Gea tidak membalas perkataan Abangnya yang sedang terheran-heran itu lagi. Ia lebih memilih menenggak susu putihnya hingga tandas.

"Mama sama Papa pulangnya kapan?"

Shaidan mengedikkan bahunya.

"Ya tapi ada baiknya juga lah mereka pulang agak lama, biar gak shock liat keadaan lo sekarang ini. Entar gue juga yang kena."

"Kuliah Abang?"

"Gampang lah, yang penting lo sembuh dulu. Percuma juga kalo gue balik ke Bandung, gak bakalan fokus kuliah. Kepikiran sama lo."

Gea hanya mengangguk-anggukkan kepalanya.

"Udah mau berangkat 'kan? Yok, Abang anter. Kalo berangkat sendiri, entar nyasar." kata Shaidan sambil terkekeh

Gea meninju kecil lengan Shaidan.

"Gak mau nambah lagi istirahatnya?

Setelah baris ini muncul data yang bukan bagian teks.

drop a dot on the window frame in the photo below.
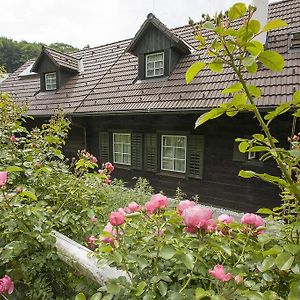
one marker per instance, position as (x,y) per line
(122,153)
(146,64)
(174,159)
(47,84)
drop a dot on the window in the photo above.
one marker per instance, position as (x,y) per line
(295,40)
(122,148)
(173,153)
(155,64)
(50,81)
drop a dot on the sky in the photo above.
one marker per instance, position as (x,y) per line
(95,22)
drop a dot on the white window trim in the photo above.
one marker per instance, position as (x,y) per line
(46,86)
(114,160)
(163,61)
(185,147)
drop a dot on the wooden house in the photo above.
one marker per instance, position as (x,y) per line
(129,104)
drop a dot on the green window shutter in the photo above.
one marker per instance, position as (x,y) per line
(137,151)
(104,147)
(150,146)
(195,155)
(237,155)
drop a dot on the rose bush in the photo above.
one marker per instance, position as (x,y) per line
(40,191)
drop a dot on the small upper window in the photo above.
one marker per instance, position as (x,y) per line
(155,64)
(122,148)
(50,81)
(295,40)
(173,153)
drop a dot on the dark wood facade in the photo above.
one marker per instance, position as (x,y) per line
(215,180)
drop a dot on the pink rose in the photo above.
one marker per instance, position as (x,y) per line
(94,160)
(13,138)
(116,218)
(3,178)
(157,201)
(132,207)
(211,225)
(6,285)
(238,279)
(225,219)
(109,229)
(219,273)
(252,219)
(196,217)
(184,204)
(90,241)
(109,167)
(93,219)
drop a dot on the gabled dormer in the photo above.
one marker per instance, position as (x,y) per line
(55,68)
(158,49)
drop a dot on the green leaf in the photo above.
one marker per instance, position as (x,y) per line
(296,97)
(163,288)
(237,11)
(292,248)
(233,88)
(284,261)
(254,26)
(274,24)
(97,296)
(14,169)
(112,287)
(265,211)
(267,263)
(214,113)
(294,291)
(248,61)
(272,60)
(252,69)
(216,66)
(188,260)
(80,296)
(140,288)
(28,194)
(167,252)
(246,174)
(200,293)
(209,25)
(255,48)
(243,147)
(193,70)
(254,91)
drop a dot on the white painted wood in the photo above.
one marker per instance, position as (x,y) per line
(79,257)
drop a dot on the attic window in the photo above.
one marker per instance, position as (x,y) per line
(154,64)
(50,81)
(295,40)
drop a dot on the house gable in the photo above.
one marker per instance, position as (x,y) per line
(154,37)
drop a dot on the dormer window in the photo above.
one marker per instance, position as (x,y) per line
(295,41)
(155,64)
(50,81)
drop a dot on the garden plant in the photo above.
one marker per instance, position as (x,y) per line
(183,252)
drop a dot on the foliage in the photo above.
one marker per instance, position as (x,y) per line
(217,260)
(44,193)
(13,54)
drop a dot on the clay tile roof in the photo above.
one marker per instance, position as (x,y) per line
(60,59)
(109,82)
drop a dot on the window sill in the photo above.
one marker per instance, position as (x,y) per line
(172,174)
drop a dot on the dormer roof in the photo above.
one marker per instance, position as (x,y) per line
(61,60)
(179,43)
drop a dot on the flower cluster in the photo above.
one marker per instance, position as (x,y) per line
(6,285)
(89,156)
(3,178)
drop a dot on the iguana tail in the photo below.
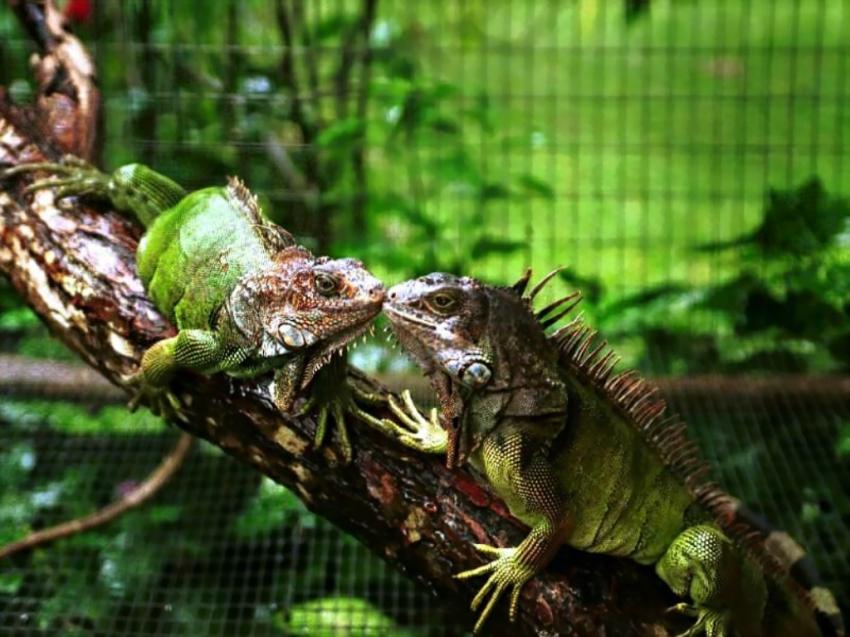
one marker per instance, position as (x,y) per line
(791,559)
(142,191)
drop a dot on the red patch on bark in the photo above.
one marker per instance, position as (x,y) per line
(472,490)
(544,612)
(380,483)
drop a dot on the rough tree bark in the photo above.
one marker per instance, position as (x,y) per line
(74,265)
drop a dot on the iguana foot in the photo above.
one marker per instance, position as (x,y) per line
(507,572)
(160,400)
(336,409)
(709,622)
(415,430)
(72,177)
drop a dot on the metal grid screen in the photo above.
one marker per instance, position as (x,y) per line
(612,136)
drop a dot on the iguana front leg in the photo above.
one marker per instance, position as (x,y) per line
(134,187)
(197,350)
(331,394)
(704,565)
(526,480)
(413,430)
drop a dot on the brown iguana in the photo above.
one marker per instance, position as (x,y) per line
(586,457)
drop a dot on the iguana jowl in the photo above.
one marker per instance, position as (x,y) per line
(244,297)
(585,457)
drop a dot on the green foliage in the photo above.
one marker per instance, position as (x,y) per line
(786,308)
(269,509)
(339,617)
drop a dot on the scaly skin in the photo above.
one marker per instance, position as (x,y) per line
(572,450)
(244,297)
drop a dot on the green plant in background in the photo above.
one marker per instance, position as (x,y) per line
(339,617)
(786,308)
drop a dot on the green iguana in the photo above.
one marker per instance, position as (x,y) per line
(586,457)
(244,297)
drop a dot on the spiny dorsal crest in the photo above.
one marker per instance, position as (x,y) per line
(274,237)
(643,407)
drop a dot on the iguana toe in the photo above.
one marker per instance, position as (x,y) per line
(507,571)
(160,400)
(709,622)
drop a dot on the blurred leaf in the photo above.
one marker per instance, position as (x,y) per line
(77,419)
(10,583)
(591,288)
(536,187)
(842,446)
(332,26)
(493,191)
(342,133)
(487,245)
(338,617)
(798,222)
(268,510)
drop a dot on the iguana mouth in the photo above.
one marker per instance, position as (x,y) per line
(337,344)
(394,313)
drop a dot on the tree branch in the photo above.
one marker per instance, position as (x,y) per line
(135,497)
(74,265)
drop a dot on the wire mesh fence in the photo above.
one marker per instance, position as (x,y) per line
(615,137)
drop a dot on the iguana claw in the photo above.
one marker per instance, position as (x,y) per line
(709,622)
(160,400)
(78,177)
(415,431)
(336,408)
(507,572)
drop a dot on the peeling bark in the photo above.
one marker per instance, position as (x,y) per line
(74,264)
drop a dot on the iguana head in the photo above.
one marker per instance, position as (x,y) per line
(306,305)
(483,349)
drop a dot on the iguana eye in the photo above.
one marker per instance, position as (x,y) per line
(442,302)
(326,285)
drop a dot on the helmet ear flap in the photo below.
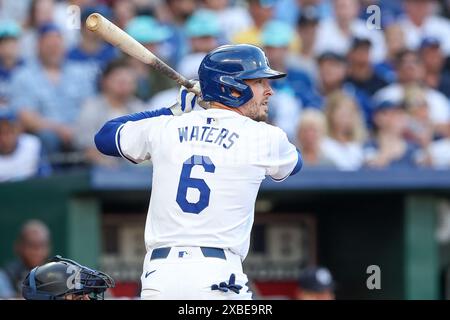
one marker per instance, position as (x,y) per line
(229,86)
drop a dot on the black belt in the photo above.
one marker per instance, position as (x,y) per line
(162,253)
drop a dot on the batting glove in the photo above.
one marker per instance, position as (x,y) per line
(186,100)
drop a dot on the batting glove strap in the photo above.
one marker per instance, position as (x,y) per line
(231,285)
(186,100)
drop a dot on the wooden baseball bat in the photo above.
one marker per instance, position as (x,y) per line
(120,39)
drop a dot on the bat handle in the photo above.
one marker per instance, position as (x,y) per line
(190,86)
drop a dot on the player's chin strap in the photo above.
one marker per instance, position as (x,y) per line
(231,285)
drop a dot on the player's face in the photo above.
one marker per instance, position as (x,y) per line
(258,107)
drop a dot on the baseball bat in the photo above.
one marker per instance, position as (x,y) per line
(120,39)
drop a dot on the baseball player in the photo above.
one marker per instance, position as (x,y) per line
(207,169)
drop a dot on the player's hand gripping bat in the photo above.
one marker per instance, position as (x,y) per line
(111,33)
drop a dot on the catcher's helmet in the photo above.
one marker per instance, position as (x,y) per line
(224,69)
(60,277)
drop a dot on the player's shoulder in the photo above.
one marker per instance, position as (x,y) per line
(261,125)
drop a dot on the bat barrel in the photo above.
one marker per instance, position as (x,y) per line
(93,22)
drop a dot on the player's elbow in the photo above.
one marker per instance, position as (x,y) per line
(299,164)
(105,140)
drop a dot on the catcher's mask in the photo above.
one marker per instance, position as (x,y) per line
(60,277)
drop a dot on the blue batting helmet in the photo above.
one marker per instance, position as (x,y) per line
(224,70)
(60,277)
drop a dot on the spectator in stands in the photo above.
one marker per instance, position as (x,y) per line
(40,12)
(92,50)
(9,58)
(178,11)
(389,148)
(332,73)
(261,12)
(419,128)
(123,12)
(152,35)
(307,24)
(310,135)
(360,71)
(48,92)
(395,43)
(6,290)
(66,16)
(345,132)
(419,131)
(203,31)
(231,19)
(410,71)
(116,98)
(290,10)
(20,154)
(420,21)
(315,283)
(15,10)
(335,34)
(433,59)
(287,101)
(32,249)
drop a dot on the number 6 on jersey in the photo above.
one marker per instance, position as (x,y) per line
(186,182)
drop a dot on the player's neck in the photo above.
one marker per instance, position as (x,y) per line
(218,105)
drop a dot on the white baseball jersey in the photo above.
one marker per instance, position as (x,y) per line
(207,169)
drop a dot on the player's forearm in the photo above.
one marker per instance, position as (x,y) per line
(105,139)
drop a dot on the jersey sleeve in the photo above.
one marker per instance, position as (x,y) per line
(136,140)
(283,159)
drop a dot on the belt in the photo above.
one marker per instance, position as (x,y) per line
(163,253)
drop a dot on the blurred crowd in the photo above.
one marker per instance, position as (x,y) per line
(362,90)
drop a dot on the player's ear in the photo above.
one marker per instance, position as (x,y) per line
(235,94)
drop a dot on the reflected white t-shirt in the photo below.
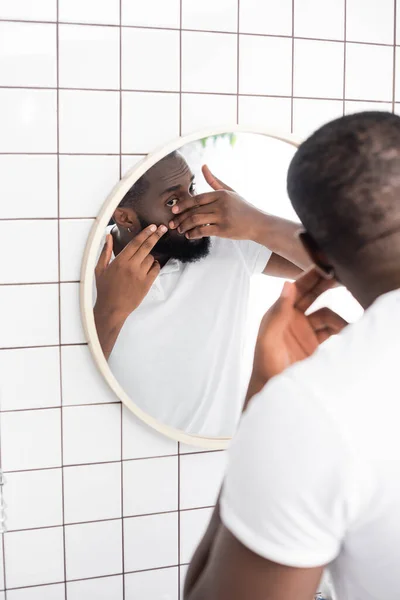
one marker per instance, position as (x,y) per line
(179,354)
(314,472)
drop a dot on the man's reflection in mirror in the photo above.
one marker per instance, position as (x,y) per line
(172,288)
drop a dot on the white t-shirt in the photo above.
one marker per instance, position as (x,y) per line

Kayaknya masih agak basah itu luka di kepalanya."

Gea menyentuh kapas di pelipisnya. "Gak apa-apa lah, dikit doang."

Shaidan mengangguk, sedikit ragu membiarkan adiknya itu masuk sekolah hari ini. Menurutnya, terlalu cepat untuk orang yang baru saja ditabrak mobil. Gea masih harus memulihkan diri.

"Jangan pecicilan ya, Ge, nanti di sekolah. Jangan lari-lari, istirahatnya nitip dibeliin aja sama temen. Gak usah ke kantin."

Gea memutar bola matanya. "Abang, ini baru jalan lho mobilnya. Belum juga setengah jalan, udah banyak aja wejangannya."

"Ya namanya juga orang was-was, Gea. Lo 'kan bar-bar gitu, gimana gue gak cemas."

"Iya, Gea hati-hati nanti. Jangan bawel-bawel ah, Bang."

Shaidan menghembuskan napasnya. "Kamu gak tau, Ge, rasanya jantung pengen lepas dari tempatnya pas liat kamu mental ditabrak si bangsat itu."

"Rasanya nyawa Abang terbang gitu, Ge. Kecewa, marah, sedih. Marah ke diri Abang sendiri lebih besar persentasenya daripada ke yang nabrak kamu. Cowok yang seharusnya ada di urutan terdepan jadi pelindung, yang harusnya bisa diandalkan ini malah gak berguna. Papa Mama lagi gak ada, tapi Abang malah gak berhasil jaga Gea."

Gea menyeka air matanya. "Kok lagi nyetir ngomongnya malah kayak gitu sih, Bang. Bikin gak fokus nanti."

Kemudian ia mengusap pundak Shaidan. "Gea selalu ngandelin Abang. Abang masih masuk list cowok terdepan Gea, kok. Setelah Papa tapi ya, Bang. Kalo Abang dulu, nanti Gea gak dapet uang jajan dari Papa."

Mendengar perkataan Gea, mau tak mau Shaidan tertawa. Gea ini dalam keadaan apapun memang tidak bisa diajak melankolis, jangan harap ada air mata yang keluar sia-sia.

"Udah sampe. Inget ya, Ge, harus— "

"Hati-hati." potong Gea.

"Jangan ngomong doang lho, beneran hati-hati."

"Iya Bang Idan ganteng. Dah sana ah cau!"

"Masuk duluan, Abang liatin." suruhnya.

Gea mendesah pasrah. Daripada mendengar wejangan-wejangan Abangnya lagi, Gea lebih memilih masuk duluan.

"Sakit juga ya kalo jalan." gumamnya sambil menepuk pelan pahanya.

"Gea!"

Gea memekik kaget saat tubuhnya tertarik ke pelukan seseorang.